Pull together an end-to-end solution software development technical project plan/schedule and determine where and what each component has to deliver to meet the end-to-end expectation
Monitor the project plan and follow up on all teams with action items, delivery schedule, etc. to make sure that project commitments are being held.
Create and oversee program level updates/feedback with a core team of stakeholders, such as the lifecycle project leads and within Software and Bioinformatics organization.
Work with the project team members to ensure that software requirements and corresponding software interface specifications at each component level are technically meeting expectations of the overall end-to-end solution and are being created in time.
Work with the requirements of the end-to-end solution teams and the component development teams to assess the risks associated with the system development. This will include project risks and technical risks in software development and integration. Continuously work with the component teams to find approaches to mitigate any risk.
Engage both software and system verification and validation teams in the end-to-end solution planning efforts for functional and technical verification of software interfaces (software to software interfaces as well as software to instrument interfaces).
Be directly responsible for ensuring that externally developed software meets the integration expectations (functionally, technically, and timely) as defined by the business, software product management and software architecture/development teams.
Help define or ensure that the various software development teams have proper protocols and methodologies in place for product development to take place per specification requirements (i.e. proper mechanism/process by which software requirements are properly translated into software features).

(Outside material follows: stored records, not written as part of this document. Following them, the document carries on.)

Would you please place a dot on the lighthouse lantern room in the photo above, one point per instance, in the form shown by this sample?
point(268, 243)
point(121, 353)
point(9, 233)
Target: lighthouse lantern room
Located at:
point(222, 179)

Have direct access to engineering teams through line management or SBI leadership with the ability to influence deliverables, not just report them. Feel and be accountable for the software deliverables. Escalate delays and issues and provide mitigation plans to address them.
Guide the software team in navigating and applying the Design Control processes in order to be compliant with medical device guidelines (such as IEC 62304 FDA 21 CFR 820, ISO 13485, IEC 62366, etc)
Minimum 5+ experience leading software development projects (or similar technical project management), preferably in the medical device/biotech space.
A Bachelor's degree (in Computer Science, Engineering, or related field) is required.
Experience working in the regulated medical device environment, following Design Control procedures (such as IEC 62304 FDA 21 CFR 820, ISO 13485, etc) is required.
Experience managing the efforts of outsourced software development teams.
Practical experience as a leader in the use of modern software development methodologies / processes with an ability to direct the use of resources to meet department goals.
Knowledge of software technology industry trends, considerations, and emerging technologies.
Demonstrated ability to work well with senior leadership.
Experience leading within a matrixed organization.
Experience working in a fast-paced, dynamic environment.
Preferred: CSM and/or PMP certification.